Top-up fees won't mean more cash, say dons
Dons at Cambridge are urging a rethink of the university’s bursary scheme after calculating that it could end up absorbing almost all its income from top-up fees. Cambridge has led the way in anticipating higher fees by drawing up plans for the poorest students to receive annual grants of £4,000. But critics of the plan, led by Gillian Evans, a Cambridge professor of medieval history and former member of the university’s governing council, argue that it is self-defeating if dons succeed in attracting more of these students if the cost of the bursaries wipes out the extra income from fees.
( Times )
Universities 'conned' by Brown
The cost of the government's scheme for variable tuition fees will have to come out of the existing higher education budget, it emerged yesterday, raising fears that universities will get no extra cash. The Tories seized on an admission by Charles Clarke, the education secretary, that he has not secured extra funds from the Treasury as evidence that universities have been "conned" into backing the proposal.
( Daily Telegraph )
Two more Labour MPs join the rebel camp
Tony Blair hinted yesterday that he might resign as prime minister if he loses the crucial Commons vote on university top-up fees this month. He used his monthly press conference at Downing Street to increase the pressure on the rebel Labour MPs who are threatening to inflict a humiliating defeat on the higher education bill. But Mr Blair suffered a setback when two more Labour MPs - Mohammed Sarwar and Andy Reed - joined the rebels by signing a Commons motion urging the government to think again. This took the number of Labour signatories to 159, despite several "switchers" removing their names.
( Independent )
Concessions win over key Labour rebel
The cracks in the Labour revolt on top-up fees widened last night when a key rebel said that he would "almost certainly" now back the government. Alan Whitehead, a former minister, co-authored an influential paper putting the case for flat-rate fees that put him in the forefront of backbench opposition to variable tuition charges. His fellow author, Peter Bradley, MP for The Wrekin, said that ministers could not yet count on his support. Tony Clarke, MP for Northampton South, has also decided to vote for the bill.
( Times )
Blair says he is winning over fee rebels
Tony Blair declared yesterday that he was beginning to win the argument with Labour rebels over his plans to allow universities to levy variable tuition fees, but admitted "the battle is still there to win". The prime minister used his monthly press conference in Downing Street to spell out how backbenchers were being won round to the merits of the scheme. "The more the argument has gone on, the more people have seen this is a bold reform, yes, but an important one and a right one." ( Financial Times )

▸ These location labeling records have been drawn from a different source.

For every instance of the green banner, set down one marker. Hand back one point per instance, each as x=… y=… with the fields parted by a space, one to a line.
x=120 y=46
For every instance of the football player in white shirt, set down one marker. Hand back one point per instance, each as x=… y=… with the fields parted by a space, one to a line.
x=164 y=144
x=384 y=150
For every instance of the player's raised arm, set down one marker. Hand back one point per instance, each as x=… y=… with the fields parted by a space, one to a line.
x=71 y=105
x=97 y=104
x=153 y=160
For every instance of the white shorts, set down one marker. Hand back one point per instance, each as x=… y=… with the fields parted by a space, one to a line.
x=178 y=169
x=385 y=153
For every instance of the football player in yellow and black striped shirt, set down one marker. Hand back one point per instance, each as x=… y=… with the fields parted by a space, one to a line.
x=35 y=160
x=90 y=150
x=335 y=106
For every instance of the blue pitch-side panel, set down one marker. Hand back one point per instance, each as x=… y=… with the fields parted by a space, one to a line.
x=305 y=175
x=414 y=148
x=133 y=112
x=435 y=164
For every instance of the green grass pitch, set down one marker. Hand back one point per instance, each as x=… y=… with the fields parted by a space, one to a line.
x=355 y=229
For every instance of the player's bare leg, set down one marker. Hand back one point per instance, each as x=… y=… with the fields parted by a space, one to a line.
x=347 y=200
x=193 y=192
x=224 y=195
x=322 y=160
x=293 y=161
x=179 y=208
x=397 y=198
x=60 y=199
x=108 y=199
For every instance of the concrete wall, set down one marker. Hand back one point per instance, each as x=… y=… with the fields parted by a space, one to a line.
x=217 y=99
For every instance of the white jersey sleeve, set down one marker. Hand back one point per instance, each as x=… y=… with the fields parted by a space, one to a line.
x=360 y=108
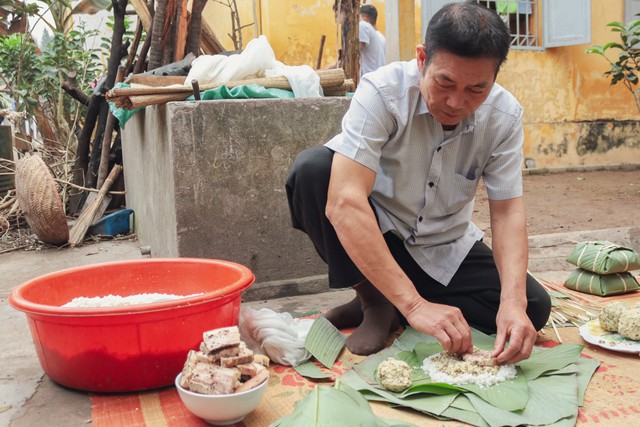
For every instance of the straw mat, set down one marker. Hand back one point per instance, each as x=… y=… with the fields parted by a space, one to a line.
x=611 y=399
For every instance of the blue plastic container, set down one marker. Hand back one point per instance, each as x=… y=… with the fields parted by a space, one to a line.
x=112 y=224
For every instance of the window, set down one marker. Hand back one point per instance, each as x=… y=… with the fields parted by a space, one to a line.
x=520 y=17
x=535 y=25
x=631 y=7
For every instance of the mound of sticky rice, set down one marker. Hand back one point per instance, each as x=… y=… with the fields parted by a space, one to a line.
x=452 y=369
x=394 y=375
x=629 y=324
x=609 y=316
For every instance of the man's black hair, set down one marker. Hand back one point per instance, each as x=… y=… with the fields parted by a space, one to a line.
x=470 y=30
x=370 y=11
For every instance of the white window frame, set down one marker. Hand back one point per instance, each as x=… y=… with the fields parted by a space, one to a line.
x=631 y=7
x=554 y=16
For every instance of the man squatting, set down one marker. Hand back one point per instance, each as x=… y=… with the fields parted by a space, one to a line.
x=388 y=202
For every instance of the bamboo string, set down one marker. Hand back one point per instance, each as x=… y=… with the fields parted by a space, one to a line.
x=569 y=309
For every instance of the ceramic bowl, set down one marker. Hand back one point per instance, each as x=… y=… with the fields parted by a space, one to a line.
x=222 y=409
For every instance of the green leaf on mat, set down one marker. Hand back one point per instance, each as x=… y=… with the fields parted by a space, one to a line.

Has Blair fixed the fees debate?
Tony Blair was suspected of a desperate political 'fix' last night after it was revealed that the report of the Hutton inquiry will be published the day after the make-or-break vote on university top-up fees. Speculation swept Westminster that the prime minister is deliberately using the threat of impending publication of the report to try to quell his backbench mutiny.
( Daily Mail )
Blair's top-up timing is nice and queasy
The week has gone well for Tony Blair. He is still not certain of winning the critical vote on university tuition fees on January . And by staging that vote just one day before the Hutton inquiry verdict he has created a clash to make even the most robust cabinet minister a tad queasy. But the battle over the tuition fee bill has begun to go his way this week for two reasons. First, the prime minister finally put booster rockets on the argument for his flagship reform of universities. And second, the backbench rebellion against the bill began to appear increasingly like a plot against Mr Blair himself.
( Financial Times )
£3m for Frankenstein draft
The Bodleian Library in Oxford has been given £3 million to buy a collection of Mary Shelley’s manuscripts, including the original draft of Frankenstein. The money, from the National Heritage Memorial Fund, is the largest gift that the library has received for a single purchase.